The 10 most expensive natural disasters in U.S. history all have occurred in the last decade. These catastrophes have resulted in insurance companies having to cover losses averaging $10 billion each year since 1989, compared with just $2 billion yearly from 1980 to 1988. With the potential catastrophe payouts insurers face far exceeding their reserves, it's no surprise that major companies, including Allstate and State Farm, are raising catastrophe-policy premiums and deductibles. "The insurance industry is saying to the homeowner, If you choose to live here, that's great, but you have to take on more of the risk," says Jayna Neagle, of the Washington, D.C.based Insurance Information Institute. "It's all about sharing the risk."

If you live where tornadoes, floods, hurricanes, and earthquakes are a regular occurrence, catastrophe insurance is an important consideration. Ask these questions to avoid paying too much or choosing a company that a disaster could drive out of business:

Do you have proper coverage? Amazingly, most people don't. For instance, only 20 percent of homeowners in floodplain areas carry flood insurance, even though their flood risk is 26 times their fire risk. Similar figures hold in many earthquake- and storm-prone areas. Find out if you need catastrophe coverage by calling your agent or state insurance board. Obtain information on flood, storm or quake risks in your region and compare it to risks posed by the "normal" hazards your homeowner's policy covers; if catastrophe risk exceeds normal risk, buy expanded coverage.

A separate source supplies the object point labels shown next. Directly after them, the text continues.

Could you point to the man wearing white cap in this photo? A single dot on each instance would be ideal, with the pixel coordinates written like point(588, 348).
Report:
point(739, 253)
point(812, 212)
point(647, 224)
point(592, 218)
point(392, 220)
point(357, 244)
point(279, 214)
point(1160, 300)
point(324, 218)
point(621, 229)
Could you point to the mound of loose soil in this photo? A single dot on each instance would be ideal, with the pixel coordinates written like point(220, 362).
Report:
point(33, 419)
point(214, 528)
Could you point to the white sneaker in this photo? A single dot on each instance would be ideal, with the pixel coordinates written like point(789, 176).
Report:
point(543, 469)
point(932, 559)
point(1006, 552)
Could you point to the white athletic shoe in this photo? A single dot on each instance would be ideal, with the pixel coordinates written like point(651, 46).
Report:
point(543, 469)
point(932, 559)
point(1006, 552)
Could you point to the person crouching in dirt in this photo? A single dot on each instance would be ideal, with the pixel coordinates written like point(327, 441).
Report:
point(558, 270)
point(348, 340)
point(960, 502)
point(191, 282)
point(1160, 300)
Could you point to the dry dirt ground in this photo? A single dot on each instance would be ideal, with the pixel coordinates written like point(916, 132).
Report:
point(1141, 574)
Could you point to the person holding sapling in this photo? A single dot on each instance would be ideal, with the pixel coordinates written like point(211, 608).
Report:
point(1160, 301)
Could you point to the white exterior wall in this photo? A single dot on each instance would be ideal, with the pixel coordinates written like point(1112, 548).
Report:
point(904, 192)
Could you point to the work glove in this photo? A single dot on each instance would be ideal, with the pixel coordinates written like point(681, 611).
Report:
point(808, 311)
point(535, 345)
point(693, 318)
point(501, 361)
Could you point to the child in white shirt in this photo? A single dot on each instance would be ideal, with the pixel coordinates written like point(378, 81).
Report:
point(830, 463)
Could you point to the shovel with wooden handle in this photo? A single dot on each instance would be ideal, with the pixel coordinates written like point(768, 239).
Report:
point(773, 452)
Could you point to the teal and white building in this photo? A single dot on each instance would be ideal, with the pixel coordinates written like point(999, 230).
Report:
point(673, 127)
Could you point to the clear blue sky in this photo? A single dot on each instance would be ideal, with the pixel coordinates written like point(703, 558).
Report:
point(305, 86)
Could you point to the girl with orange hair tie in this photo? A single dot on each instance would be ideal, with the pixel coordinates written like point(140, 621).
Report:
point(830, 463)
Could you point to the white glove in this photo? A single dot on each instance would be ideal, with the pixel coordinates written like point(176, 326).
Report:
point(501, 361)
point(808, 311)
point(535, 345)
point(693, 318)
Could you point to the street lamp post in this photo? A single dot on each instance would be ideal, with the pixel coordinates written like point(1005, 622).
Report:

Is the insurer financially stable? A huge catastrophe can shake the stability of weaker insurance companies, putting them at risk of a default that could leave policyholders uncovered. A.M. Best and Standard & Poor's now rate insurance companies to reflect their ability to withstand such catastrophes. Check an insurer's rating with A.M. Best, S&P, or Consumer Reports magazine. Look for an A rating or better (such as AAA or A++). Avoid lower-rated companies (those with a B or lower rating).

Are the premiums and deductibles reasonable? Double-digit increases in catastrophe premiums are common in high-risk storm and earthquake areas. These increases vary widely by company and region, so if your premium jumps up, shop around for an insurer that's not as exposed to catastrophe-related payouts.

Also be aware of the change to "percentage deductibles" that require homeowners to cover a percentage of the damages rather than a set figure. For example, if the deductible is 5 percent and losses are $100,000, the policyholder covers the first $5,000.

According to J. Robert Hunter, insurance director for the Consumer Foundation of America, homeowners are not always clearly notified of the change. "A lot of people have been misled," Hunter says. "The disclosure is really vague, buried in a lot of fine print."

When you're ready to buy, try these shopping tips:

1. Purchase all your insurance (homeowner's, auto, life) from an insurer that offers a multiple-policy discount. Also check if your insurer gives a "loyalty" discount for staying with them for three to five or more years.
2. Go with a high deductible; this can save up to 20 percent in premiums if you have savings to do it.
3. Install smoke detectors, a burglar alarm, storm shutters, dead bolts, and a fire-sprinkler system to reduce the premium on your homeowner's policy. The same goes for using storm- or earthquake-resistant construction methods or materials.